Children represent more than 25% of the population of North America. Yet not enough is being done to document and study the status of children in Canada, Mexico and the United States in order to inform decisions that support the healthy development of children, who represent the future prosperity of these nations. This report documents the health status of North American children across several key indicators, highlights similarities and disparities by geography, ethnic and socioeconomic status and examines the challenges facing youth across the continent.
Children Across North America Face Similar Health Challenges, Despite Differences In Context
Findings & Stats
Infant mortality has declined sharply across North America since 1970, though in Canada and the U.S. there has been little change since 1998.
Unintentional injuries are the leading cause of death of children and youth, ages 1-24, across all three countries and all age groups. Car accidents account for 40% of unintended injury deaths of children ages 5-14 in North America.

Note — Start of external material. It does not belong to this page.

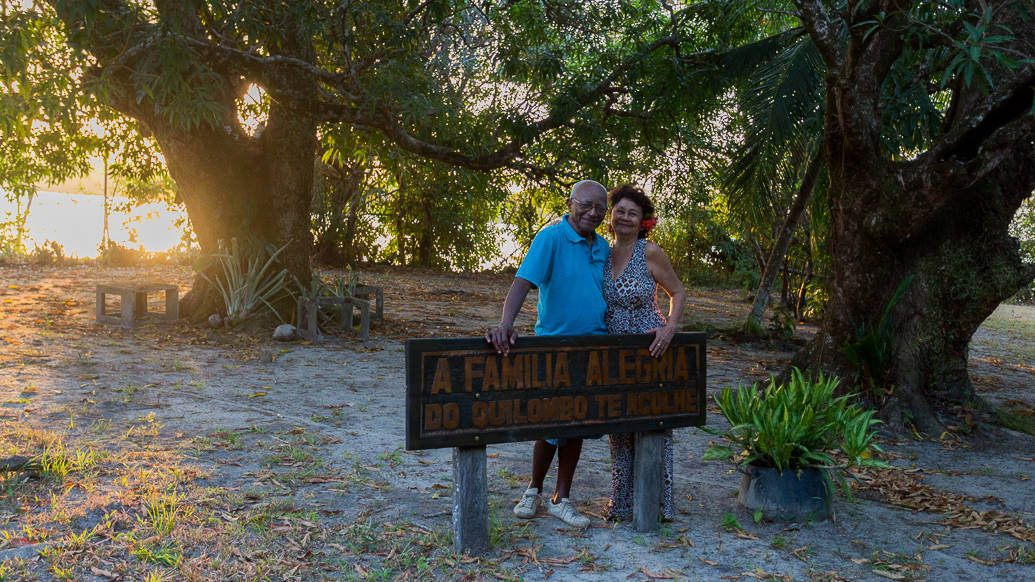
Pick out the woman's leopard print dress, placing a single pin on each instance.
(632, 309)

The teen birth rate in all three countries has declined over the last two decades: the U.S. saw a 33% decrease, Canada's rate dropped by 48%, and Mexico's by 7%.

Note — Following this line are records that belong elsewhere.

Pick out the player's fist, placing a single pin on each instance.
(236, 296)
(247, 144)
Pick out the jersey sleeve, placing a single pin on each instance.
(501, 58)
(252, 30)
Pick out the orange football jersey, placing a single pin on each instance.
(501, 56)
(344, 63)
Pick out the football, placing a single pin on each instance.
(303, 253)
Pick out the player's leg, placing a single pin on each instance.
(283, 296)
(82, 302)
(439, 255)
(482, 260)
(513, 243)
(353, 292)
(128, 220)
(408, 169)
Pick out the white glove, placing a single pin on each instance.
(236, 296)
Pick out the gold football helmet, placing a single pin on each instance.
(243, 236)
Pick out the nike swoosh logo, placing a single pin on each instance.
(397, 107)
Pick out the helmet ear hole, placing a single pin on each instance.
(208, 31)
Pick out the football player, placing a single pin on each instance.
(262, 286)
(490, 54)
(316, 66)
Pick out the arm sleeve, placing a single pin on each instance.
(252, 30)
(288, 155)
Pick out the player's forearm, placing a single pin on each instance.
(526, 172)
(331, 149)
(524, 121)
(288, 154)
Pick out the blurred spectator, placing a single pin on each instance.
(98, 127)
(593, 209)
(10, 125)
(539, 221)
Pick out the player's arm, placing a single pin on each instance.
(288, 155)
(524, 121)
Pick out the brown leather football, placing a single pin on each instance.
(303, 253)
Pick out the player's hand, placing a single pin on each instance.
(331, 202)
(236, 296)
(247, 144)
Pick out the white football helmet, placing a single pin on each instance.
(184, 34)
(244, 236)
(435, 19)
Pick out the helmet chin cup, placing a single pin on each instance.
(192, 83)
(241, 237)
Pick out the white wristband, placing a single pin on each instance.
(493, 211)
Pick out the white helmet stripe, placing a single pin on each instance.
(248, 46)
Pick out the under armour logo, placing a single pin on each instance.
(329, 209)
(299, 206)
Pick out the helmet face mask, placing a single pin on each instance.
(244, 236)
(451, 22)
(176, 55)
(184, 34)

The percentage of children who are overweight or obese across the continent is between 26 and 30%; the childhood obesity/overweight rate in the U.S. and Canada has doubled since 1980.
Mental health issues are a serious concern in North America; suicide is the second leading cause of teenage death in Canada and Mexico, and third in the U.S.
Statements & Quotations
In North America, access to health care varies among and within countries. When children and families have unequal access to health care, the consequences can be significant in terms of health outcome inequalities and life prospects. For example, children who do not have access to vaccines for preventable illness may die, and children suffering from developmental disabilities who do not have timely diagnosis and referral may not develop to their potential. Some families deal with ongoing struggles to obtain the supports that are critical for their children’s development.
The nations of North America have the opportunity—and obligation—to work collectively to solve these shared health problems and to learn from each other to improve the health of the children in each country. If the children of North America are to live to their fullest potential, they must enjoy good health. Furthermore, this is their right.